この呼称には三つの意味があります。第一は預言者です(エゼキエル書2:1-3)。第二は天の雲に乗って現れる終わりの時の審判者です(ダニエル書7:13-14)。他に「わたしとわたしの言葉を恥じる者(たち)は、人の子も自分と父と聖なる天使たちとの栄光に輝いて来るときにその者(たち)を恥じる」があります(ルカ9:26)。イエス様はご自身が審判者であることを明らかにされたのです。第三はこの世の人間を表しているのです(ルカ9:58)。
・ヤコブとヨハネ:後の使徒たちです。
■また、少し進んで、ゼベダイの子ヤコブとその兄弟ヨハネが、舟の中で網の手入れをしているのを御覧になると、すぐに彼らをお呼びになった。この二人も父ゼベダイを雇い人たちと一緒に舟に残して、イエスの後について行った。(マルコ1:19-20)
・栄光:本質的に神様に属するのです。神様は褒(ほ)めたたえられ、尊敬されるお方なのです。
■神に背いたこの罪深い時代に、わたしとわたしの言葉を恥じる者は、人の子もまた、父の栄光に輝いて聖なる天使たちと共に来るときに、その者を恥じる。・・ここに一緒にいる人々の中には、神の国が力にあふれて現れるのを見るまでは、決して死なない者(たち)がいる。(マルコ8:38-9:1)

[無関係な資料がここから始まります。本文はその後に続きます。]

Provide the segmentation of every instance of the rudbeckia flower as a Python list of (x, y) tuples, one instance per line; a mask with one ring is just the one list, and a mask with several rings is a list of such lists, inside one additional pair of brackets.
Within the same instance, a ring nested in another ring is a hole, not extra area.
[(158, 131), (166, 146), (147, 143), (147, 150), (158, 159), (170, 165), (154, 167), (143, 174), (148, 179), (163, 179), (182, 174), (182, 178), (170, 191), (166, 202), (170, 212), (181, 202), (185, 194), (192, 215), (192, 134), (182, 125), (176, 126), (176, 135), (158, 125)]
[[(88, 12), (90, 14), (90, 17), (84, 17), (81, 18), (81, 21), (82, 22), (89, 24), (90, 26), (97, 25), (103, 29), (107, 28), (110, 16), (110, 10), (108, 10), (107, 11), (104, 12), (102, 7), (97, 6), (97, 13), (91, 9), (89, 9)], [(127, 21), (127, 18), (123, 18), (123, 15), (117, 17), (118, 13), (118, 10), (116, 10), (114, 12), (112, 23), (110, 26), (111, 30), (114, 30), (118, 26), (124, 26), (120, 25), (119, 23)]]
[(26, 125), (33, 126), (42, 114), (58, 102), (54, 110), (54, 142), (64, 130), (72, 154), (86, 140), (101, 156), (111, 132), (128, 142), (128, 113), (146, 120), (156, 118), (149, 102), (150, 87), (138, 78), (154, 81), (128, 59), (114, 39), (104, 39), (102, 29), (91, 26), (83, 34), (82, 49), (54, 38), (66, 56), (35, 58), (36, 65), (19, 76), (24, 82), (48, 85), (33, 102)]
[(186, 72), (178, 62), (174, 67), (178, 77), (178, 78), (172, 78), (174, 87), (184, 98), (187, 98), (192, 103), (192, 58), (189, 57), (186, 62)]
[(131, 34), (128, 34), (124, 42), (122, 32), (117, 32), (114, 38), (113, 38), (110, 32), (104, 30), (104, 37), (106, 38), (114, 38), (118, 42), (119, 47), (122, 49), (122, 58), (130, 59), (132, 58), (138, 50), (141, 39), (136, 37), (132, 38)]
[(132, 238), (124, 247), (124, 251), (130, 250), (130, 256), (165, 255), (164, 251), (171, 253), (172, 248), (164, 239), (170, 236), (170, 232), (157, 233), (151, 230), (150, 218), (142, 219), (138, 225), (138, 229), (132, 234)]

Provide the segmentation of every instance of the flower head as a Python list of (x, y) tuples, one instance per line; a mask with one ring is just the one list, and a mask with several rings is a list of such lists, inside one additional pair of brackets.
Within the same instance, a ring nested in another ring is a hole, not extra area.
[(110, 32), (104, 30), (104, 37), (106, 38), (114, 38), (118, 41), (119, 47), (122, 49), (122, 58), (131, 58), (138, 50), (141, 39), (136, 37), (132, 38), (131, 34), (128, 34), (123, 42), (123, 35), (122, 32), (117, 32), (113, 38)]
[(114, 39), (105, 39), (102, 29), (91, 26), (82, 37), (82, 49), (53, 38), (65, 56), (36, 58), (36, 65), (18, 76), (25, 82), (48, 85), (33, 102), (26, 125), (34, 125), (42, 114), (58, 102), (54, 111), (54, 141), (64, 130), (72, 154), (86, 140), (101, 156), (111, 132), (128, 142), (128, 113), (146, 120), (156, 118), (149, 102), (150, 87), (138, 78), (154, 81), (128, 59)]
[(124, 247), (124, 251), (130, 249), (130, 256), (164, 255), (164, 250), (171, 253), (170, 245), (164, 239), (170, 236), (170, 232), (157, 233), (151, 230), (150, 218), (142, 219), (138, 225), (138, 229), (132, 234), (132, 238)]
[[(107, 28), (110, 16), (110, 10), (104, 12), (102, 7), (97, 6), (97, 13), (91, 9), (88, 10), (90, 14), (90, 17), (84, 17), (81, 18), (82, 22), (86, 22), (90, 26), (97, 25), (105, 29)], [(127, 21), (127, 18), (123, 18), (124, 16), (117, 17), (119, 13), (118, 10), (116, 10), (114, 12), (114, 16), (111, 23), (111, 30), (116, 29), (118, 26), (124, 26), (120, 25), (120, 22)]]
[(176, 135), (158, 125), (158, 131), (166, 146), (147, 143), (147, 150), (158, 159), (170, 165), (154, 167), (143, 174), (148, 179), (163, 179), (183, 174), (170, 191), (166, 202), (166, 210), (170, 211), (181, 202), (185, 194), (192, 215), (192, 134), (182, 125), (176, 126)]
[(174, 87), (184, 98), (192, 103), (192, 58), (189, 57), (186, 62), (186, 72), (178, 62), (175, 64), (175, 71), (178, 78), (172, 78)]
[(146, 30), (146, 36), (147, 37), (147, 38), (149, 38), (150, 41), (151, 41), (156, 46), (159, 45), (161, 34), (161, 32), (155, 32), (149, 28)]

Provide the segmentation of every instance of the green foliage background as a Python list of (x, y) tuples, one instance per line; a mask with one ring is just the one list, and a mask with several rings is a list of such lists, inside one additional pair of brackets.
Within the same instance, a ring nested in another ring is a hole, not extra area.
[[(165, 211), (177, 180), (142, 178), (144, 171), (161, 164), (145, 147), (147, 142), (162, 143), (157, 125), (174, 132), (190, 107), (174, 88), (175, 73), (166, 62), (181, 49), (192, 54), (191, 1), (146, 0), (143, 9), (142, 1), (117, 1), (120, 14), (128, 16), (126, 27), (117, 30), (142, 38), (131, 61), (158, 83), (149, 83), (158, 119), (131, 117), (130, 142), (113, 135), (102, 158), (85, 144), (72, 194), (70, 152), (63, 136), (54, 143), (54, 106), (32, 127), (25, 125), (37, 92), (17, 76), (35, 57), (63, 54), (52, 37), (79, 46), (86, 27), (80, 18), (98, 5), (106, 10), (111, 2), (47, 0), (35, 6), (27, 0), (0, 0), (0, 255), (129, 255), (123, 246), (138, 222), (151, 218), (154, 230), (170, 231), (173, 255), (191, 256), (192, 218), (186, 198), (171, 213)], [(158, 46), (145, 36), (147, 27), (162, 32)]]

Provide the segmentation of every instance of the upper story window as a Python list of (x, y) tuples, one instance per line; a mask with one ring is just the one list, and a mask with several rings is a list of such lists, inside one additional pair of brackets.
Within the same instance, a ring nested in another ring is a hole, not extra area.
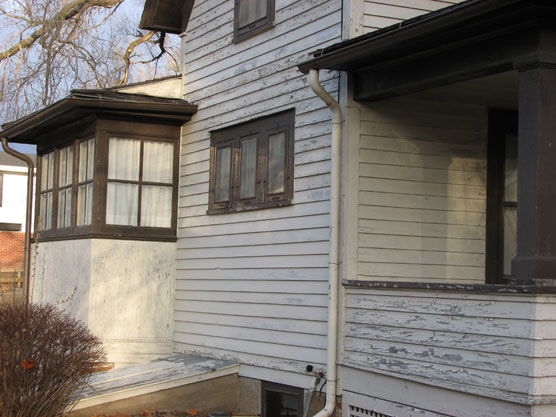
[(272, 27), (274, 0), (235, 0), (234, 42), (240, 42)]
[(97, 121), (39, 151), (39, 239), (174, 240), (179, 127)]
[(288, 110), (211, 133), (209, 214), (291, 203), (294, 122)]

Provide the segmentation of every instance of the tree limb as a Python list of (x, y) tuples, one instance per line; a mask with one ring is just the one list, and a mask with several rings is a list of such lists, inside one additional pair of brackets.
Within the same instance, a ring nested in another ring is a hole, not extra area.
[[(78, 14), (91, 7), (111, 8), (120, 4), (122, 1), (123, 0), (74, 0), (62, 7), (62, 9), (58, 13), (56, 13), (51, 19), (49, 19), (49, 22), (58, 24), (77, 16)], [(29, 48), (38, 39), (44, 36), (49, 30), (49, 25), (46, 23), (47, 22), (45, 22), (45, 24), (43, 24), (39, 29), (35, 30), (25, 39), (22, 39), (10, 48), (0, 52), (0, 61), (14, 56), (21, 50)]]

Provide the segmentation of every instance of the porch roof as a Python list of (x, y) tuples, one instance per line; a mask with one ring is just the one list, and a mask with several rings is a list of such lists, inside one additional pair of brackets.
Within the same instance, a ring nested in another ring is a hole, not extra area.
[(10, 142), (37, 145), (45, 133), (94, 116), (140, 118), (181, 125), (196, 111), (197, 106), (180, 99), (122, 93), (113, 89), (72, 90), (68, 97), (2, 125), (0, 136)]
[(556, 64), (556, 2), (467, 0), (315, 51), (299, 65), (350, 71), (374, 101), (530, 65)]

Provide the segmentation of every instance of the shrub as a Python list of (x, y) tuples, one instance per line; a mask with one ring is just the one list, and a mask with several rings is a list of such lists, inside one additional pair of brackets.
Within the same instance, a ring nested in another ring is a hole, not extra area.
[(104, 360), (85, 325), (52, 305), (0, 305), (0, 416), (62, 415)]

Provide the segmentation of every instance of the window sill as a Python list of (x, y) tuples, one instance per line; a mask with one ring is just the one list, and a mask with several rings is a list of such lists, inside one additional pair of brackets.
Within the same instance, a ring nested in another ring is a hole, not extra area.
[(226, 207), (219, 209), (208, 209), (207, 214), (228, 214), (228, 213), (240, 213), (242, 211), (253, 211), (253, 210), (264, 210), (272, 207), (285, 207), (291, 206), (291, 200), (281, 200), (281, 201), (271, 201), (266, 204), (259, 204), (254, 206), (244, 206), (244, 207)]
[[(538, 283), (538, 281), (537, 281)], [(373, 290), (417, 290), (438, 292), (471, 292), (495, 294), (556, 294), (555, 285), (531, 284), (451, 284), (436, 282), (396, 282), (396, 281), (367, 281), (342, 280), (345, 288), (373, 289)]]
[(110, 239), (110, 240), (142, 240), (145, 242), (176, 242), (178, 239), (175, 236), (164, 234), (137, 234), (137, 235), (124, 235), (115, 233), (102, 233), (102, 232), (88, 232), (82, 234), (68, 234), (56, 236), (40, 236), (35, 238), (34, 243), (42, 242), (56, 242), (62, 240), (77, 240), (77, 239)]

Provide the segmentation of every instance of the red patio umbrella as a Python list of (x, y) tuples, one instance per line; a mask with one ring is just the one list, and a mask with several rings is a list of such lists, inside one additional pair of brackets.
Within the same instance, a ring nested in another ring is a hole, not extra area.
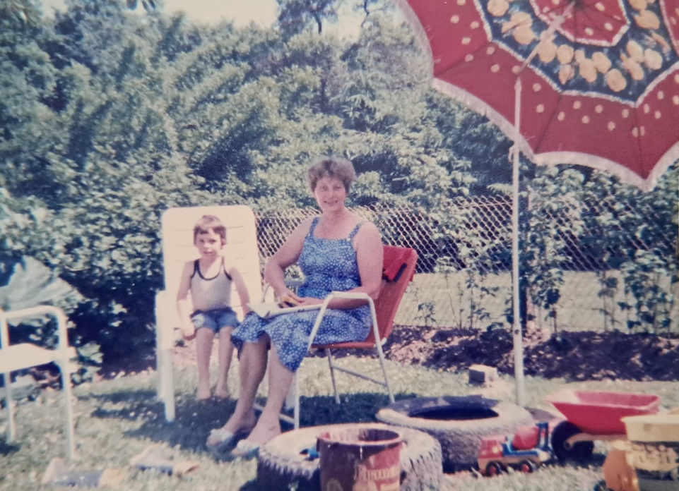
[(648, 190), (679, 159), (679, 0), (397, 2), (429, 50), (434, 86), (486, 115), (536, 164), (586, 165)]

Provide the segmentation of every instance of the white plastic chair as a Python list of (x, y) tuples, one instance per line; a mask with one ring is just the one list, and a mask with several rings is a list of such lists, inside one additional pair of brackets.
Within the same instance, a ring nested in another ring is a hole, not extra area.
[[(31, 343), (9, 344), (7, 320), (22, 317), (53, 315), (57, 319), (58, 341), (55, 349), (42, 348)], [(10, 375), (18, 370), (24, 370), (54, 362), (59, 367), (64, 387), (64, 402), (66, 412), (66, 454), (69, 459), (75, 456), (73, 439), (73, 408), (71, 407), (71, 374), (76, 371), (76, 365), (71, 359), (76, 357), (76, 348), (69, 346), (66, 333), (67, 318), (64, 311), (57, 307), (40, 305), (20, 310), (5, 312), (0, 310), (0, 373), (5, 385), (5, 402), (8, 413), (7, 441), (16, 438), (14, 422), (14, 408), (12, 404), (12, 387)]]
[[(187, 261), (198, 258), (193, 229), (205, 214), (215, 215), (226, 227), (225, 255), (237, 265), (250, 298), (261, 295), (261, 274), (254, 214), (249, 207), (203, 206), (170, 208), (163, 215), (163, 265), (165, 289), (155, 297), (156, 366), (158, 397), (165, 405), (165, 419), (175, 420), (175, 387), (172, 352), (175, 329), (180, 327), (177, 312), (177, 291), (182, 269)], [(231, 296), (234, 310), (242, 319), (242, 307), (237, 294)]]

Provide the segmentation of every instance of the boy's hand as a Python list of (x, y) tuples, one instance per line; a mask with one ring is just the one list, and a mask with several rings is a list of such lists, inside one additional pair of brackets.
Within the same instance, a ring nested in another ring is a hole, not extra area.
[(196, 328), (193, 324), (182, 326), (182, 337), (187, 341), (191, 341), (196, 337)]

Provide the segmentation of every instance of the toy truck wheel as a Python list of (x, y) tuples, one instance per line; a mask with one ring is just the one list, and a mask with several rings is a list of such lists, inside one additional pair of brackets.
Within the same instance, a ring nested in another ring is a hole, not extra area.
[(524, 472), (526, 474), (530, 474), (531, 472), (534, 471), (536, 469), (535, 463), (531, 461), (521, 461), (519, 463), (519, 466), (516, 469), (521, 472)]
[(504, 471), (504, 468), (500, 462), (488, 462), (485, 466), (485, 475), (488, 476), (497, 475)]
[(591, 456), (594, 442), (576, 442), (571, 444), (566, 441), (581, 432), (580, 428), (569, 421), (562, 421), (556, 425), (552, 432), (552, 449), (559, 460), (584, 460)]

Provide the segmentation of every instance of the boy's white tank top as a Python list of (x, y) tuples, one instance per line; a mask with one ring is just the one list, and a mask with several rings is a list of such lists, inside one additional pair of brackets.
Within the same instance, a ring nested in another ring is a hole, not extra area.
[(212, 278), (203, 277), (198, 260), (194, 261), (191, 299), (195, 310), (212, 310), (231, 306), (231, 277), (224, 267), (223, 257), (219, 272)]

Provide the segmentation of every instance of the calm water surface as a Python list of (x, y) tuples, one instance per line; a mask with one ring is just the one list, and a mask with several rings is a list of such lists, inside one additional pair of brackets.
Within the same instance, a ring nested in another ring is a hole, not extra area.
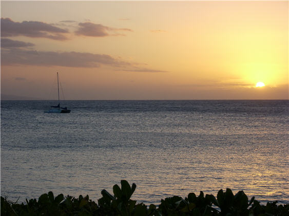
[(1, 196), (112, 192), (160, 203), (229, 187), (263, 202), (289, 202), (288, 101), (1, 102)]

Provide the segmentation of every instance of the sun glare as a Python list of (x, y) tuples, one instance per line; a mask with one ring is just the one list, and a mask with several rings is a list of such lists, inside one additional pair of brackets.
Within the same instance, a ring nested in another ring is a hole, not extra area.
[(262, 82), (258, 82), (256, 84), (256, 87), (263, 87), (265, 86), (265, 84)]

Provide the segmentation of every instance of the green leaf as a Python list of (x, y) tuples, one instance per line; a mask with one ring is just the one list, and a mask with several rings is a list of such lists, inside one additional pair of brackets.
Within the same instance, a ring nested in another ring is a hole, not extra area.
[(55, 199), (54, 199), (54, 201), (56, 203), (59, 204), (61, 201), (63, 200), (64, 197), (62, 193), (61, 193), (59, 195), (58, 195), (56, 197), (55, 197)]
[(136, 188), (137, 185), (134, 183), (132, 183), (132, 185), (131, 185), (131, 195), (132, 195), (132, 193), (133, 193), (133, 192), (136, 190)]
[(248, 204), (248, 207), (250, 206), (250, 205), (251, 205), (252, 204), (252, 203), (254, 201), (254, 200), (255, 199), (255, 197), (253, 197), (251, 198), (251, 200), (250, 200), (250, 202), (249, 203), (249, 204)]
[(134, 215), (136, 216), (146, 216), (147, 215), (146, 206), (143, 203), (137, 205), (134, 209)]
[(128, 182), (126, 180), (121, 180), (121, 184), (122, 186), (122, 193), (126, 198), (127, 201), (128, 201), (132, 195), (130, 186), (129, 186)]
[(116, 200), (116, 199), (114, 197), (113, 197), (104, 189), (101, 191), (101, 194), (104, 197), (108, 198), (110, 200)]
[(222, 206), (224, 205), (224, 202), (225, 201), (225, 196), (224, 195), (224, 192), (222, 189), (218, 192), (217, 199), (219, 204), (219, 207)]
[(51, 202), (53, 202), (54, 201), (54, 196), (52, 191), (48, 192), (48, 198)]
[(197, 197), (194, 193), (189, 193), (188, 195), (188, 200), (190, 203), (196, 203)]
[(209, 198), (210, 201), (212, 202), (213, 204), (214, 204), (216, 206), (219, 207), (219, 203), (218, 202), (218, 200), (217, 200), (217, 199), (216, 199), (216, 198), (213, 195), (209, 195)]
[(225, 202), (228, 208), (233, 205), (234, 199), (234, 196), (232, 191), (230, 188), (227, 188), (225, 194)]
[(114, 195), (114, 197), (115, 197), (118, 199), (121, 199), (122, 197), (122, 191), (120, 187), (117, 184), (115, 184), (113, 185), (113, 187), (112, 188), (113, 190), (113, 194)]
[(82, 207), (86, 205), (88, 201), (86, 199), (83, 199), (82, 200), (81, 200), (81, 201), (80, 201), (80, 203), (79, 204), (79, 208), (82, 208)]

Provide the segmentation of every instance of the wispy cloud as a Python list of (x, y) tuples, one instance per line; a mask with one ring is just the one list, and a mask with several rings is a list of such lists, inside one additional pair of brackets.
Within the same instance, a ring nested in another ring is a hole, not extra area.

・杯:旧約聖書において杯は「喜びと救い」、あるいは「災いと苦難」を表しています。ここでは後者のことです。詩篇11:6、イザヤ書51:17,22を参照して下さい。
・洗礼:イエス様や弟子たちの「死」を意味しています。
・偉い人:専制君主のことです。
・身代金:元々、奴隷や牛を買い戻すために支払うお金のことです。出エジプト記21:7-32を参照して下さい。後に、神の民の再生や解放に例える言葉として用いられたのです。イザヤ書43:1-7をご一読下さい。イエス様の十字架の死が旧約聖書の伝統に従って罪の贖(あがな)いの犠牲として解釈されているのです。こうした信仰理解には注意が必要です。イエス様はご自身の生と死と復活によって「神の国」(天の国)-神様の主権-の到来を証しされたのです。「この世」の権力者たちは悔い改めることを拒否したのです。イエス様は分裂をもたらすために来られたのです(ルカ12:49-53)。対立は不可避だったのです。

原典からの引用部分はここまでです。